この本の中で、なるほど。と思った話がありましたので、その内容についてお話します。
通常、専門的な能力というのは、長い年月をかけて努力を重ねることで次第に上達し、正確なパフォーマンスを発揮できるようになっていきます。
これは皆さんも納得のいく事実でしょう。
しかし、特定の職種においては、これに反し、訓練や経験が何の影響ももたらさないことを研究によって示されているのです。
例えば、心理療法士を対象にしたある調査では、資格を持ついわゆる「プロ」と研修生との間に治療成果の差は見られなかったとのことです。

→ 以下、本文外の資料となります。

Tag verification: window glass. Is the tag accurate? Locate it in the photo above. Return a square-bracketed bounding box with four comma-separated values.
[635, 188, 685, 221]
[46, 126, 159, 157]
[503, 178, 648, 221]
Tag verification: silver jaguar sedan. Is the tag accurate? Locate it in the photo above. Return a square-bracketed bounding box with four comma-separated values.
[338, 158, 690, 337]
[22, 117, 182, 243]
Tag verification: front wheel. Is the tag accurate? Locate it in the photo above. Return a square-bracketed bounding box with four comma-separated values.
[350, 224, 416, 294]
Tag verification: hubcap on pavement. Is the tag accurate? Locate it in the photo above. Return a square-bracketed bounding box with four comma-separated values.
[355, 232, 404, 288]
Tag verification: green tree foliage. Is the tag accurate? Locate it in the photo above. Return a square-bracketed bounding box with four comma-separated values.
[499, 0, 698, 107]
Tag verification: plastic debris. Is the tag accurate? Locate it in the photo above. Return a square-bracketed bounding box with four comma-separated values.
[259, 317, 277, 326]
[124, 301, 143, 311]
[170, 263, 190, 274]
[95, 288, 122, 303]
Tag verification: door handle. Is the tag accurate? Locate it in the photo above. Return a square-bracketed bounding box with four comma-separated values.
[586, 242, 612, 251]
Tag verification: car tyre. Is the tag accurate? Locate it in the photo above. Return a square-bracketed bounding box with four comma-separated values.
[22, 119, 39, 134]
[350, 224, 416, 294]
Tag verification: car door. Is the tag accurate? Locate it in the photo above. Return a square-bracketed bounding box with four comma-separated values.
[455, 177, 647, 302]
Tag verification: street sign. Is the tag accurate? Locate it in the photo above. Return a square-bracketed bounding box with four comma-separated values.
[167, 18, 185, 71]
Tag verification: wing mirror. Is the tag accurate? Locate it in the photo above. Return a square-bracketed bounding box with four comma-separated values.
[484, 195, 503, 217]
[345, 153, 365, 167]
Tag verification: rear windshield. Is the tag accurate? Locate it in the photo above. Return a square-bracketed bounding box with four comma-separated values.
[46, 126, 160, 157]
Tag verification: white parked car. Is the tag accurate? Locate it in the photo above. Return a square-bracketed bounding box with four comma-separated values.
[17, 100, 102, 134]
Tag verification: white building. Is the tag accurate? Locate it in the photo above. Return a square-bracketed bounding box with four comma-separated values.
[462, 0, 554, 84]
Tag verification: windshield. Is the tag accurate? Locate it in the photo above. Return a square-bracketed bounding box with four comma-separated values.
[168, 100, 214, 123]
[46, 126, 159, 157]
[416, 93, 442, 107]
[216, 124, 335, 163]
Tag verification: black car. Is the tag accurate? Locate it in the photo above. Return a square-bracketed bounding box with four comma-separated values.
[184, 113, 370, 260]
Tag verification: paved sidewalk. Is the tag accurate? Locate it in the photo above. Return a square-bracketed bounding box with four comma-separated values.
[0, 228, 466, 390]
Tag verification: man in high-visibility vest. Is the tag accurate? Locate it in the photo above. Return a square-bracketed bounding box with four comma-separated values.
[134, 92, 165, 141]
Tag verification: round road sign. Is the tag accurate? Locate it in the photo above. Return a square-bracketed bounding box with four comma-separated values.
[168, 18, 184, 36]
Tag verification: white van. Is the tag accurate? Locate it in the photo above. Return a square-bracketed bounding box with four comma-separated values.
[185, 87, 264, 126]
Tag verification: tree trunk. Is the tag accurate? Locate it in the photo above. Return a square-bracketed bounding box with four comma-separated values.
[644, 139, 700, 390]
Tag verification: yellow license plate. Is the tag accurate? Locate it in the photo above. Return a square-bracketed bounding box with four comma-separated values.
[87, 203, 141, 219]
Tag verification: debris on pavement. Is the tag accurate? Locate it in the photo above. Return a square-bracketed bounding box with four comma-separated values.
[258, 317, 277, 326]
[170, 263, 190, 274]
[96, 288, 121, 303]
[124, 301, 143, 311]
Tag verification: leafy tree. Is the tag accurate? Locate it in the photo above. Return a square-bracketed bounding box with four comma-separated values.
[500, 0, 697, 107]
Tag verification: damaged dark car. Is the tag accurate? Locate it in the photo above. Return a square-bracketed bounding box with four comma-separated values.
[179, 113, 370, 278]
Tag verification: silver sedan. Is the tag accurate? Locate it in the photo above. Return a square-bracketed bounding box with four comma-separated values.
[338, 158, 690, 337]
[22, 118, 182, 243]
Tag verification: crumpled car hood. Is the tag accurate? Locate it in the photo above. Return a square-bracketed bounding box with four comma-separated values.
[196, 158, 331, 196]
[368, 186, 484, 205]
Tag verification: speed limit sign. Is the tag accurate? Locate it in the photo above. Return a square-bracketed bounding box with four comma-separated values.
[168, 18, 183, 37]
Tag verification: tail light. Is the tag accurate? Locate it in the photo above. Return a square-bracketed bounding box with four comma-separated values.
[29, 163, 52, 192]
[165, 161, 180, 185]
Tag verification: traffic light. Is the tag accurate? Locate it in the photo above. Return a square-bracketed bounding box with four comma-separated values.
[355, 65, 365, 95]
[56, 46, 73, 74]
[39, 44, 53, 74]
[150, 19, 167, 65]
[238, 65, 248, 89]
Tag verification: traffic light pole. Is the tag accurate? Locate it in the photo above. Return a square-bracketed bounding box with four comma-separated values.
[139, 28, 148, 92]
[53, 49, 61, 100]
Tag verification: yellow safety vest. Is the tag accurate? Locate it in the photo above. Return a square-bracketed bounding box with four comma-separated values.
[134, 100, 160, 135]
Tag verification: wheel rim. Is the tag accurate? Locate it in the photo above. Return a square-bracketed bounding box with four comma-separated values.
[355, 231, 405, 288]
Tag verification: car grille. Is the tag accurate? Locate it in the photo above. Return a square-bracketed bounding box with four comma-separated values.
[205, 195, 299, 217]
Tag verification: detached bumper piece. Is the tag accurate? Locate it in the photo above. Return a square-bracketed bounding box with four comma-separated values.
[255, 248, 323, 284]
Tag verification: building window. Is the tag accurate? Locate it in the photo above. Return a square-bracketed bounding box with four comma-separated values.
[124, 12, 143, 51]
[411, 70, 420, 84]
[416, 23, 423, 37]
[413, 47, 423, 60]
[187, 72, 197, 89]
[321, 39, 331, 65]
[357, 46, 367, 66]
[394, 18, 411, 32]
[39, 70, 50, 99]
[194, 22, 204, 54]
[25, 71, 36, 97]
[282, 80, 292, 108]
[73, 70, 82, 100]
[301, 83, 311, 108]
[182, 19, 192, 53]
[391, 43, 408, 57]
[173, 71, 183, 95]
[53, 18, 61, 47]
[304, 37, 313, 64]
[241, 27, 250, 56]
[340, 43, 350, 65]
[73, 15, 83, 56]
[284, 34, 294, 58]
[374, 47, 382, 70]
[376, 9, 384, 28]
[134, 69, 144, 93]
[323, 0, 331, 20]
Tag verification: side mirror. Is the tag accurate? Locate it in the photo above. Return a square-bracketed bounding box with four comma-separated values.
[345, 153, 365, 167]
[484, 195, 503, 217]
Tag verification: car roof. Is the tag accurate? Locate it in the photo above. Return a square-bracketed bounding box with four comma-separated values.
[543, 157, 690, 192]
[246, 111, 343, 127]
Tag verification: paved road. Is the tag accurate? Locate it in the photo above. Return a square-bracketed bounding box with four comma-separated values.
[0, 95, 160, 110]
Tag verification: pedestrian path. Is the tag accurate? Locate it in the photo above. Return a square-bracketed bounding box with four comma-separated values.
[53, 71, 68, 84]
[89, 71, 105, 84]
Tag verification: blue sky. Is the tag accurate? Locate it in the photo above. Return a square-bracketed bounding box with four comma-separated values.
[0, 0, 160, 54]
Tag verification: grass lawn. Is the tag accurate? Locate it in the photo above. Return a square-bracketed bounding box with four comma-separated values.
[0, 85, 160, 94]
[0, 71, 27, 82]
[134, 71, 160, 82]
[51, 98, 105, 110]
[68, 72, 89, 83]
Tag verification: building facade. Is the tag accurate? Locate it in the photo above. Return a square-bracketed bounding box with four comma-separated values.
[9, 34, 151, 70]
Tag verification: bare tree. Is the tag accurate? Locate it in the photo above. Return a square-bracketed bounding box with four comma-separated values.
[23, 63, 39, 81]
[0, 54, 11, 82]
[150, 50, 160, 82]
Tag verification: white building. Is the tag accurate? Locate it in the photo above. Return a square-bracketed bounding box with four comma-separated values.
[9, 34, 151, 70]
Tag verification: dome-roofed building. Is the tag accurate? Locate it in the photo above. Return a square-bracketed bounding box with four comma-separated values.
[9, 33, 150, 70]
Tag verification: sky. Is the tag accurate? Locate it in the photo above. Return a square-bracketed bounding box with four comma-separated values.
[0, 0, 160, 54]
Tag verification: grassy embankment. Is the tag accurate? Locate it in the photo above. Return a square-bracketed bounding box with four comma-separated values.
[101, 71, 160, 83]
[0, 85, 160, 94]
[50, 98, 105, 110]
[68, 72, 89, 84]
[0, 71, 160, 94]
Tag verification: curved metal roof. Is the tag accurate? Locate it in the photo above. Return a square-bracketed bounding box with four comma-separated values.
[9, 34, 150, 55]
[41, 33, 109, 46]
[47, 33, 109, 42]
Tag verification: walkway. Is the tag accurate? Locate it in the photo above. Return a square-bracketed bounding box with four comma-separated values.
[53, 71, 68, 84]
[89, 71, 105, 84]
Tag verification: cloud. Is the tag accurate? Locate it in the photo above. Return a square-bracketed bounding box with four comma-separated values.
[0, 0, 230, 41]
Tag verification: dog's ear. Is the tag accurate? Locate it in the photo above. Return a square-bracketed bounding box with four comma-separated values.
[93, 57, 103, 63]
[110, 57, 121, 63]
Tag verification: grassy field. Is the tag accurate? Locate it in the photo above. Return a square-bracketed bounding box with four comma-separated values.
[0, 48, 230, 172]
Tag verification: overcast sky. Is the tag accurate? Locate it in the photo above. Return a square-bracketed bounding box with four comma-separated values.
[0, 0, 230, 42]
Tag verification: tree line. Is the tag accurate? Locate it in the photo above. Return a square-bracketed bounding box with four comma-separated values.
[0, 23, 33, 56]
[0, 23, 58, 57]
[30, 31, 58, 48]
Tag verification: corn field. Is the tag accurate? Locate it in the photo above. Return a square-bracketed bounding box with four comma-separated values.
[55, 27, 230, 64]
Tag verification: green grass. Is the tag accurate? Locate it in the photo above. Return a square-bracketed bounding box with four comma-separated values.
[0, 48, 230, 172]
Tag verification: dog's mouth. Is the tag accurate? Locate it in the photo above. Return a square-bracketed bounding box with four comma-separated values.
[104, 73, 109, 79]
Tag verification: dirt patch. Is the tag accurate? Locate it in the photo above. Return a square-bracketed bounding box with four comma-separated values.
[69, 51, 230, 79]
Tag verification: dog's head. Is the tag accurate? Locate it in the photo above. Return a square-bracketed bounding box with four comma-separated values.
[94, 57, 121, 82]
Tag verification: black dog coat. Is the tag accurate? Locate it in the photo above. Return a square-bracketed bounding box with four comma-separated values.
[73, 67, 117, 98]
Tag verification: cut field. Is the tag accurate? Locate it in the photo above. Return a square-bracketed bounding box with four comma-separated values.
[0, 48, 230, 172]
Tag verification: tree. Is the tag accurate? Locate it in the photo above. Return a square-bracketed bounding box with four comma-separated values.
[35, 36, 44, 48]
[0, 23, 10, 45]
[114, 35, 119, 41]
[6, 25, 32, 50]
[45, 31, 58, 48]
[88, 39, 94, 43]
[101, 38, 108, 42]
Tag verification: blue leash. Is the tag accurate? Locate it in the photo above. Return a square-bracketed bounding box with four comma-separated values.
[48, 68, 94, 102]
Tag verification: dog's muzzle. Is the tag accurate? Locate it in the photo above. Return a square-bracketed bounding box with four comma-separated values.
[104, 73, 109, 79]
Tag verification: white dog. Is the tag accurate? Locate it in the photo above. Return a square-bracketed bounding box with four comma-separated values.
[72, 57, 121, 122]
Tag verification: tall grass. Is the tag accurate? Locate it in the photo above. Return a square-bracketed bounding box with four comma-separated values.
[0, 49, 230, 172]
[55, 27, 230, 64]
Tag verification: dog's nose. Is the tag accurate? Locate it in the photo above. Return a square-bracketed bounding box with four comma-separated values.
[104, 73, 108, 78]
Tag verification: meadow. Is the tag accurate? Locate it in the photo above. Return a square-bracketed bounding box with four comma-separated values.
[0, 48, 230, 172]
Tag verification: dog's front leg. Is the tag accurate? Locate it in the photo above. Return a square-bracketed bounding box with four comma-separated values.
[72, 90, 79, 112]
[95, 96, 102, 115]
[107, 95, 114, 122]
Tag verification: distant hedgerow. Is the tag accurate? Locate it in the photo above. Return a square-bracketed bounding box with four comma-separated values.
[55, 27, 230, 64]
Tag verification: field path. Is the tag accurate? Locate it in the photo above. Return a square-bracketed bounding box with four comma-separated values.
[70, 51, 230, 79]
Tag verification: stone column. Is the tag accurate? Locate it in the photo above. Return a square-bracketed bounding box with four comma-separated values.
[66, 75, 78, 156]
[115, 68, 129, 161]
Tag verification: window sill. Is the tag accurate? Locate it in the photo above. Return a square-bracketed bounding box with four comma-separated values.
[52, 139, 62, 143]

なぜそのような結果になったかというと、心理療法士のほとんどが、治療のフィードバックを適切に受けることができない環境にいるからだそうです。
一般的に、努力を積み重ねてパフォーマンスを向上していく過程では、自分の下した判断や取った行動がもたらす影響を目の当たりにします。うまくいくこともあれば、もちろんそうでないこともあります。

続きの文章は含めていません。